Tommy Bing

Personal information
- Full name: Thomas Edward Bing
- Date of birth: 24 November 1931
- Place of birth: Broadstairs, England
- Date of death: 18 May 2015 (aged 83)
- Position(s): Winger

Senior career*
- Years: Team / Apps / (Gls)
- 1947–1954: Margate / 37 / (4)
- 1954–1959: Tottenham Hotspur / 1 / (0)
- 1959–1964: Margate / 39 / (7)

= Tommy Bing =

English footballer

Thomas Edward Bing (24 November 1931 – 18 May 2015) was an English professional footballer who played for Margate and Tottenham Hotspur.

==Football career==
Bing was born in Broadstairs and made his debut for Margate reserves in December 1947. The winger played in a total of 37 matches and scored four goals in his first spell with the Kent League club.
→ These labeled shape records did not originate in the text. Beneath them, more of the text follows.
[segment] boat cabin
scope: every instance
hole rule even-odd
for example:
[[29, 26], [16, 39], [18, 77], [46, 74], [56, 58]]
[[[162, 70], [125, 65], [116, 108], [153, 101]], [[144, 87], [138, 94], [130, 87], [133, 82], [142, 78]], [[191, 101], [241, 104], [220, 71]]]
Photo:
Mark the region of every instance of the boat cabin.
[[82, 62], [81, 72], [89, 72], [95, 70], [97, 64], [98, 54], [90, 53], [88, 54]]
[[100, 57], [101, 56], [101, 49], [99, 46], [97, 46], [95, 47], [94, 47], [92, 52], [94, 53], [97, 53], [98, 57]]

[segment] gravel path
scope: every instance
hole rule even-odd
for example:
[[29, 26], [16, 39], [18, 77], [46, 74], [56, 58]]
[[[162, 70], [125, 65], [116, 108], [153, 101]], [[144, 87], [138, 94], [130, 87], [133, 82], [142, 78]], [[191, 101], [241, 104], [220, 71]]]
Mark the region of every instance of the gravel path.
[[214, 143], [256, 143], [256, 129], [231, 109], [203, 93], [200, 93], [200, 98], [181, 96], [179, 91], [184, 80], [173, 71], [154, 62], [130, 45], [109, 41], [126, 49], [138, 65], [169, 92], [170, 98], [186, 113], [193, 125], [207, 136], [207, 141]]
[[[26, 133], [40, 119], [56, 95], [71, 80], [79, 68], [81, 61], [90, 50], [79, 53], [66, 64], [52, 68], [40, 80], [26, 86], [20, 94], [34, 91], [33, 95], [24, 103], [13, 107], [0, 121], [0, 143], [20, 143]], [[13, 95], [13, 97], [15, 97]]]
After impressing Spurs boss Bill Nicholson, the White Hart Lane club paid a four figure sum for his services in September 1954. Bing featured mainly in the club's reserve side and made only one senior appearance in a 3-2 reverse at Bolton Wanderers on 19 October 1957. In July 1959 he returned to his former club and went on to participate in a further 39 matches and netting seven goals.

==Post-football==
Outside of football, Bing supplemented his earnings by working as a plumber. Bing died on 18 May 2015.